Serca w piersiach cudnie grały w bardzo szybkim tempie a adrenalina w coraz większych ilościach krążyła po organizmach. Gdy samochód się zatrzymał na uboczu jakiegoś pola pomiędzy dwoma krzakami które doskonale go ukrywała grupa wstrzymała oddech. Igor siedzący na przyczepce uderzył ręką w dach pojazdu jako sygnał bezpieczeństwa i możliwość jego opuszczenia. Stąd do celu było jakieś pół kilometra drogi przez parcele i jeszcze jakieś sto metrów przez miasto do murów koszarowych w których była tylko jedna brama idealnie przed zbliżającym się oddziałem. Pele maszerują spojrzał na zegarek była godzina 21 i wtedy w głowie pojawił mu się nowy plan. Zamiast czekać do zmiany warty o północy i wysadzać arsenał można wejść na teren po cichu w trakcie apelu wieczornego o godzinie 22. Wówczas cały personel placówki będzie na placu apelowym nic nie świadom zagrożenia lecz istnieje ryzyko zastania uzbrojonych wrogów. Podzielił się nowym pomysłem z Sebastianem oraz Rusińskim aby przeanalizowali czy coś takiego jest możliwe do wykonania.
- No czemu by nie, wartowników podczas apelu jest mniej, na placu będą oficerowie być może dowódca a co najważniejsze niczego nie świadomi żołnierze wroga.
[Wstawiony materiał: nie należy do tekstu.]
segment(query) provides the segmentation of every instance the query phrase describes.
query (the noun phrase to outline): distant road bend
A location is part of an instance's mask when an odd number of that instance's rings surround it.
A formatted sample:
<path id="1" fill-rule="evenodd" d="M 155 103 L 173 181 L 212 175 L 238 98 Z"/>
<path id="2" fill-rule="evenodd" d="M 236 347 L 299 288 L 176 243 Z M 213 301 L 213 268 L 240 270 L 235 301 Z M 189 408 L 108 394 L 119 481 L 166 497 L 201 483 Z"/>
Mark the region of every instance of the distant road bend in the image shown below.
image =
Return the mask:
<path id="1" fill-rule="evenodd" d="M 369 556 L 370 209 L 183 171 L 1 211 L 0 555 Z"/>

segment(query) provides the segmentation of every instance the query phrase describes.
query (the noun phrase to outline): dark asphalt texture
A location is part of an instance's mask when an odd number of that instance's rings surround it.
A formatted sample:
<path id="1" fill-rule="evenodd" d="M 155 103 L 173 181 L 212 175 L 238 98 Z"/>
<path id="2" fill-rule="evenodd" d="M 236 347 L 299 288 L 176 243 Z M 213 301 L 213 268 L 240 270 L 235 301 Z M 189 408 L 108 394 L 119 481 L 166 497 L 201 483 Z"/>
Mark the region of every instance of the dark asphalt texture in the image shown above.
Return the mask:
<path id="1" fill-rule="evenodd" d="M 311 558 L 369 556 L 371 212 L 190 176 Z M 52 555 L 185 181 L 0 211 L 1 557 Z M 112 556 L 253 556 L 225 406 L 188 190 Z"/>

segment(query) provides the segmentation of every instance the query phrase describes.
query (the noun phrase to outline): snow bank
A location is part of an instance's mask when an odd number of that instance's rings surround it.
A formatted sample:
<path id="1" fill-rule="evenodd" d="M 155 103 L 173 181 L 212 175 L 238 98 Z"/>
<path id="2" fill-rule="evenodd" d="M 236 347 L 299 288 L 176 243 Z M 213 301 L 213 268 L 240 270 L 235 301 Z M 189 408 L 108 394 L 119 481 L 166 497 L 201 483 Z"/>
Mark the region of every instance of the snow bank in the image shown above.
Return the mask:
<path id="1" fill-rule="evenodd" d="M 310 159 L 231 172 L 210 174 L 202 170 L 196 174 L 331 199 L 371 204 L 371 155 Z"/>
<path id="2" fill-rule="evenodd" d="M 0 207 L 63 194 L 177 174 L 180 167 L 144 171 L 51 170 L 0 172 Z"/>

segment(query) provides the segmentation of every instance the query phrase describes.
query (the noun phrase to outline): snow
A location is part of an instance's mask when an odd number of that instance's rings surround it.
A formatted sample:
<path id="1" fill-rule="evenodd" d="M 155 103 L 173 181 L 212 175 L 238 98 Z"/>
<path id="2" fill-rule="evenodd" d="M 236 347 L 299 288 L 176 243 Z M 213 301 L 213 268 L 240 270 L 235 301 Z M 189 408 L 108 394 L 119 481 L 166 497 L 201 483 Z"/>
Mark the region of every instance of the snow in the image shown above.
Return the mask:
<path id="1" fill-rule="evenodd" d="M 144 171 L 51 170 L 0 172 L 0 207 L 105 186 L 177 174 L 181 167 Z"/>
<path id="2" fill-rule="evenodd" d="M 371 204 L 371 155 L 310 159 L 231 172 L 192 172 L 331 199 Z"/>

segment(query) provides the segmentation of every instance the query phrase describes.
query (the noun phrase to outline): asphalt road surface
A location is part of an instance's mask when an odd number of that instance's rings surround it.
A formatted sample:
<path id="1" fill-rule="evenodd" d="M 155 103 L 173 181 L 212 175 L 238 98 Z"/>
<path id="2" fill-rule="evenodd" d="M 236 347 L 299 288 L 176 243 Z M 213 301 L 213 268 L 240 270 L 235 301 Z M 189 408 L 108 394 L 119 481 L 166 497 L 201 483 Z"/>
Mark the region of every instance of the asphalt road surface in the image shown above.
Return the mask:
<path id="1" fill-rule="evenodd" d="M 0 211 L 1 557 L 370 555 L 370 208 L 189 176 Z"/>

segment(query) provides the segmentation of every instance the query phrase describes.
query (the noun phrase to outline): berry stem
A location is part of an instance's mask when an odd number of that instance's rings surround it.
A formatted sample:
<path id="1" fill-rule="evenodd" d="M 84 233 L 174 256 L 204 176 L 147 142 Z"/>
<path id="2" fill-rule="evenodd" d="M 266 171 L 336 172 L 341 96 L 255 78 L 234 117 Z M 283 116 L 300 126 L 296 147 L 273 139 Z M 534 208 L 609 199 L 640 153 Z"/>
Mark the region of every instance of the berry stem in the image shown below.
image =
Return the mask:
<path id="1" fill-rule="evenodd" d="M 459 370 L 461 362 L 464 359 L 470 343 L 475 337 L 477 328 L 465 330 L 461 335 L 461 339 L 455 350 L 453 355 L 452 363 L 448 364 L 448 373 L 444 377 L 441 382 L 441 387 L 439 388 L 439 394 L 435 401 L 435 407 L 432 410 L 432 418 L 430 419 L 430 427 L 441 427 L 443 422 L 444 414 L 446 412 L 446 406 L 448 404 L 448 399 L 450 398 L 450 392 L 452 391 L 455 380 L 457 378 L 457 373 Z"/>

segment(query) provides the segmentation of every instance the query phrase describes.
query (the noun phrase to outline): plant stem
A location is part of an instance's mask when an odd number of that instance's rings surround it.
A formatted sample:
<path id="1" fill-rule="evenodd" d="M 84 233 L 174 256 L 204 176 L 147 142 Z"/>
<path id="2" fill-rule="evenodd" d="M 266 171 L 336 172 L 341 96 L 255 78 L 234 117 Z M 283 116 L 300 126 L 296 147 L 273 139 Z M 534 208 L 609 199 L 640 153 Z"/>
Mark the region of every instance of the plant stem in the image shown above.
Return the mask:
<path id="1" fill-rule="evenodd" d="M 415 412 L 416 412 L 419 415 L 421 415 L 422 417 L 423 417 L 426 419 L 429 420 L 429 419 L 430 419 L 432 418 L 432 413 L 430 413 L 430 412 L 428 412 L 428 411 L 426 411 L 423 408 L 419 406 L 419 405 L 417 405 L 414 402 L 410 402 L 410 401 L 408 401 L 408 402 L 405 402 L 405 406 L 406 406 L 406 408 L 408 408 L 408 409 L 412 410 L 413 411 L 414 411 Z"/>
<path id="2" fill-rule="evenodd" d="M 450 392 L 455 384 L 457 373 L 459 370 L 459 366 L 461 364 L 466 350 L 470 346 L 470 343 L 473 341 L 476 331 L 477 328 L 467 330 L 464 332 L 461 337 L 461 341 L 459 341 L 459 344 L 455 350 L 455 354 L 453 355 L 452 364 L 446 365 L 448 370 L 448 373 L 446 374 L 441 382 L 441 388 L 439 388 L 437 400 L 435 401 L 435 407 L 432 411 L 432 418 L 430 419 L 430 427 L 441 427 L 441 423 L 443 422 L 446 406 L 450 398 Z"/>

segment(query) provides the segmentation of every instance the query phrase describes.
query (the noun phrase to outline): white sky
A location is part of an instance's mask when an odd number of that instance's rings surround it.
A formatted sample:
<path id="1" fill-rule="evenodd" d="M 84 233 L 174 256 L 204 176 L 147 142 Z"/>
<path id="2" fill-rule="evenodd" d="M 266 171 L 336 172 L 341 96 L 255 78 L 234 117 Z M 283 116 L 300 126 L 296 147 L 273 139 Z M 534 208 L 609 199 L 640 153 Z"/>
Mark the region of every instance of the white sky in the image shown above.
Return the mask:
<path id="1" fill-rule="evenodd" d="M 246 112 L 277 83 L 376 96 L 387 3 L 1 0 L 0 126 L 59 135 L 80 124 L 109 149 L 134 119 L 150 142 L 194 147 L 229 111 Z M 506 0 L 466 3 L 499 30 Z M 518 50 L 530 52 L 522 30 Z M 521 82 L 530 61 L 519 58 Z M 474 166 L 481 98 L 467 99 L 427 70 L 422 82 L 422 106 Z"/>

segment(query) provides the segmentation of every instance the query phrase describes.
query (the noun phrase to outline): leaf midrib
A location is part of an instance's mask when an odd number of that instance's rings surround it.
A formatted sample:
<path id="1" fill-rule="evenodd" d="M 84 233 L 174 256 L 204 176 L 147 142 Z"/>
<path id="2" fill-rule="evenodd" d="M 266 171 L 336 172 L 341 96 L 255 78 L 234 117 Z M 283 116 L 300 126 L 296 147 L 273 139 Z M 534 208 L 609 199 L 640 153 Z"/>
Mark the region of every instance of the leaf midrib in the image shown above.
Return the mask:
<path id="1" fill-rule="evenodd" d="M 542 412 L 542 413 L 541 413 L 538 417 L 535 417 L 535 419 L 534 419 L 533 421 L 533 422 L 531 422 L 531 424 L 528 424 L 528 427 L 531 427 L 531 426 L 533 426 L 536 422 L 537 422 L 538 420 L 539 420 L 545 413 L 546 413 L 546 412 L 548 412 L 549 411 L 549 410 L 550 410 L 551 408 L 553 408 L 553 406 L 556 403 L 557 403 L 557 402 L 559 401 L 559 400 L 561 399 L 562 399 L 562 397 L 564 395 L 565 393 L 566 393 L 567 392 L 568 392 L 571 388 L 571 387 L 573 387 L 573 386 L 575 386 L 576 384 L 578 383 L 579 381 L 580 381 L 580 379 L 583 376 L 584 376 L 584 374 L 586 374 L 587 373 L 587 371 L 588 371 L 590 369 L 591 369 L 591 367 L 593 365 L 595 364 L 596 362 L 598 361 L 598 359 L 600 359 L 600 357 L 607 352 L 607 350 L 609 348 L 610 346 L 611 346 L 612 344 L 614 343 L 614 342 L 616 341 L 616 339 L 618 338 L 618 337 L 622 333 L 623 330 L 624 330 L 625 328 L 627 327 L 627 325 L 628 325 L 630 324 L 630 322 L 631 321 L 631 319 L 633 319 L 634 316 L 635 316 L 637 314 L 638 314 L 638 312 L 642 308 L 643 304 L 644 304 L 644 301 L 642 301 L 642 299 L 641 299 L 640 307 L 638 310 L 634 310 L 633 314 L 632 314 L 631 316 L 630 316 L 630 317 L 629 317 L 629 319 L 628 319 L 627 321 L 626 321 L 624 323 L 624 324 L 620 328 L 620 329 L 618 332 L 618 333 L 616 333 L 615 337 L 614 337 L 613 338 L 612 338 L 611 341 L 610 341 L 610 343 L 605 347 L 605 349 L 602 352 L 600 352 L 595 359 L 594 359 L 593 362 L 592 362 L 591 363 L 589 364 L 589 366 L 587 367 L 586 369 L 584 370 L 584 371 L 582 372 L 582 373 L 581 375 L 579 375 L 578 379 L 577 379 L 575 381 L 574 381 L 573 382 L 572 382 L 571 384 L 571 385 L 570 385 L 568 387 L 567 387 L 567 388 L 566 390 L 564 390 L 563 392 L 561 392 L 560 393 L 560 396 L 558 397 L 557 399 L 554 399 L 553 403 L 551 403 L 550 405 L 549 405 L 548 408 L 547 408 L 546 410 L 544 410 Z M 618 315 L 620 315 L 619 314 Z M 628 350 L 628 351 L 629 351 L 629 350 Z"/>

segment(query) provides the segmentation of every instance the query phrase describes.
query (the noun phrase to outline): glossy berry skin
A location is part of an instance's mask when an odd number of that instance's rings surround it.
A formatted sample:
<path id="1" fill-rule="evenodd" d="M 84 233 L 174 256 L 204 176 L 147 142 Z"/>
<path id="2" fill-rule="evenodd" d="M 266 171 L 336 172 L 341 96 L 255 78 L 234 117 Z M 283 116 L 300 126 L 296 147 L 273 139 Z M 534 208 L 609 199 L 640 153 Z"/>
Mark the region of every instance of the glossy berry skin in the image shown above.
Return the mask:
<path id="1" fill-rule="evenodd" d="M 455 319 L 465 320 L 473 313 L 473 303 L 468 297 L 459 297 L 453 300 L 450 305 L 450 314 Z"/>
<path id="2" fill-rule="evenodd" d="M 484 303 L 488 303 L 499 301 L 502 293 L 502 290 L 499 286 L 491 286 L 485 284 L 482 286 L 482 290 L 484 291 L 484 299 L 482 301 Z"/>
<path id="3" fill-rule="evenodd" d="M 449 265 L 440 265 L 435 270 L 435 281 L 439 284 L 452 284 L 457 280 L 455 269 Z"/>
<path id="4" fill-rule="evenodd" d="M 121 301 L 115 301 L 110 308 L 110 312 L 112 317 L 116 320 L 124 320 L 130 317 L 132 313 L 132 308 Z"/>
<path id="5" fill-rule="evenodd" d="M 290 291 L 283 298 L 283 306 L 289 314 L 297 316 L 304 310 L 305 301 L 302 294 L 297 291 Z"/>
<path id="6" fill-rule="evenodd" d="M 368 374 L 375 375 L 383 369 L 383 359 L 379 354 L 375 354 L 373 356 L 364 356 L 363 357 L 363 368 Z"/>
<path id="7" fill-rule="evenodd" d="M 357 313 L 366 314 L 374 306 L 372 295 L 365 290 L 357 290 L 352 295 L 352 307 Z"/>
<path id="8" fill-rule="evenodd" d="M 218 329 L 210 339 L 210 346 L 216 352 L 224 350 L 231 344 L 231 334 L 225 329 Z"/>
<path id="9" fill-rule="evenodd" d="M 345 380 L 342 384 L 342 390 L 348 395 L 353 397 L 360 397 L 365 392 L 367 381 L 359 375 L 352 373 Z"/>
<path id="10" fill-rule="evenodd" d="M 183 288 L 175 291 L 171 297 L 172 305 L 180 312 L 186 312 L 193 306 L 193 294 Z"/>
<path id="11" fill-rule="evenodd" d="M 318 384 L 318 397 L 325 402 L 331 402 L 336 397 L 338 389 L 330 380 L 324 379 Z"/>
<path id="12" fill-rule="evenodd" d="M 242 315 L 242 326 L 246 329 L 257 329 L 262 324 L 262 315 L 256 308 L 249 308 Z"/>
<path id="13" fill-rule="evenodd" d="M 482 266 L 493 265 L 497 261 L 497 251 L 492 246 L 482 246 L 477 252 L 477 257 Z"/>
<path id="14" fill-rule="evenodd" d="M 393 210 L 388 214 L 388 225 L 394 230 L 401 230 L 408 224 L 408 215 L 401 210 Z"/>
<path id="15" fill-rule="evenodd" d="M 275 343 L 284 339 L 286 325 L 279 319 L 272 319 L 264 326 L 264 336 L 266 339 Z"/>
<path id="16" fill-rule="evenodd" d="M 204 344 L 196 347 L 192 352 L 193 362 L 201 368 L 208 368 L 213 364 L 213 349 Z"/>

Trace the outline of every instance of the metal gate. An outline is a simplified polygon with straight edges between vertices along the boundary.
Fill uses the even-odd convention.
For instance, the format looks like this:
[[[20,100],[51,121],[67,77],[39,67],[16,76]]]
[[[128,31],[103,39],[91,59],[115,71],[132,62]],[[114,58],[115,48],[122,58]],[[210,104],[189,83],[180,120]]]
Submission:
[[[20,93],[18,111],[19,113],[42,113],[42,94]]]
To może... Nie to musi się udać! - Śmiałe stwierdzenie Sebastiana przekonało Norberta do zmiany planu operacji, plac apelowy jest niewielki a wokół niego jest wiele zasłon do obrony w razie nawiązania wymiany ognia.
Dowódca spojrzał na dwa granaty umieszczone przy pasie, być może one załatwią większość roboty, dwa dobre rzuty powalą większość wrogów a serie z beryli dokończą dzieła sztuki wojennej.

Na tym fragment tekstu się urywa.